Я сама вижу, Васенька, что делать нечего.

Кончаю Диониса. Пусть там будет, что будет, а Диониса я закончу. Тогда и подумаю о всей своей жизни, о том, что будет дальше.

Написала в Петербург, что остаюсь еще на некоторое время, Задержала меня фигура сатира, которую я переделывала по совету Латчинова и Васеньки.

Как я обязана тому и другому — они так много помогли мне в моей работе.

Васенька мне помогает в разработке деталей: он бегал по музеям, срисовывал, рылся по библиотекам, приносил мне выписки.

Латчинов же прямо вдохновлял меня. Он сидел целыми часами около меня и рассказывал что-нибудь о культе Диониса, о его изображениях.

— Кажется, не было культа такого распространенного, такого всеобъемлющего, как культ Диониса! Этот бог олицетворял производительные силы природы. Все растет, цветет в его присутствии!

Он и виноградарь — Ленайос — выжиматель, он заставляет забывать прозу жизни, уносит в другой мир, освобождает от действительности, он освободитель — Лиэй!

Дважды рожденный от Зевса, он вдвойне божествен!

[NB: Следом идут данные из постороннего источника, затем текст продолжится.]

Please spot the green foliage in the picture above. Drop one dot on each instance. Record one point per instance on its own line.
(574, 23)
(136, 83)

А знаете ли, Татьяна Александровна, что в самой глубокой древности Диониса изображали зрелым мужчиной, бородатым и тяжелым. Что же, ведь его культ был культом полевых работ, маслоделов, земледельцев, виноградарей.

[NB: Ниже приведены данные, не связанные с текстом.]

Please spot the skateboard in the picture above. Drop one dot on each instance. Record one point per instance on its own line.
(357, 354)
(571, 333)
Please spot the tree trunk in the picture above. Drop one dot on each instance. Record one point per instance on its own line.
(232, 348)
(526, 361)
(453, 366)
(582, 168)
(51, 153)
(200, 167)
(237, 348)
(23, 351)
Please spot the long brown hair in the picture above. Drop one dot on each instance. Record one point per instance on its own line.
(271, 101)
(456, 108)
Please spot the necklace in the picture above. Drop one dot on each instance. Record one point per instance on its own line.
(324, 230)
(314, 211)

Празднества его — веселые буколические празднества. Он засыпает с природой и с ней же просыпается, будя Деметру и мать Персефону. Это празднества Галои, Линей!

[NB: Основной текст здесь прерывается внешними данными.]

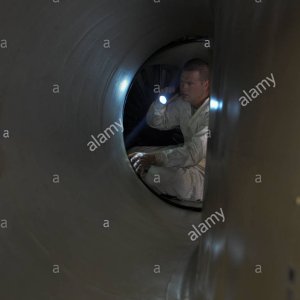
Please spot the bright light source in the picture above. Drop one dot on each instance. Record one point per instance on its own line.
(163, 99)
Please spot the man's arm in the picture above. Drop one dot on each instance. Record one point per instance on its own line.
(190, 154)
(164, 116)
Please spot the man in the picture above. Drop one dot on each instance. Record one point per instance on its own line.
(179, 170)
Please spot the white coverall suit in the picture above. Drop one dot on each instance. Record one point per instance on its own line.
(181, 167)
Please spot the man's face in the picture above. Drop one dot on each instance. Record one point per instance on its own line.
(192, 88)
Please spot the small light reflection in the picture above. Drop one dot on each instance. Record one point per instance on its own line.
(124, 85)
(216, 104)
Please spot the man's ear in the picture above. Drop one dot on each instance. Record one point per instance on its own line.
(206, 84)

Но людские понятия утончаются и, если хотите, извращаются, а культ, любимый культ светлого бога, растет. Кламис первый изображает его чудным юношей, в котором формы нежны и женственны, и во времена Праксителя никто не хочет изображать его иначе. Пракситель обвивает его какой-то мистической тайной двойственности, и вот культ становится сложной мистической религией, чувственной, таинственной, соблазнительной для человека, ищущего острых ощущений. Культ охватывает весь тогдашний цивилизованный мир! Элевсинские таинства! Темная роща Симелы! Ночь, факелы, бешеная пляска, свищут бичи, опускаясь на юные, прекрасные плечи, песни, страстные дифирамбы в честь юного Диониса — Иакха! Эвоэ! Эвоэ! Никто не смеет выдать тайны ночных мистерий — смерть изменнику! Но вот римский сенат выносит грозный указ: под страхом наказания запрещены эти фантастические, странные богослужения. Доносчик — женщина. Если верить Ливию, то влюбленная девушка не побоялась мести служителей Диониса, да и чего побоится страстная женщина, когда теряет предмет своего обожания, а она теряла возлюбленного, увлеченного в эту бездну наслаждений и тайн!»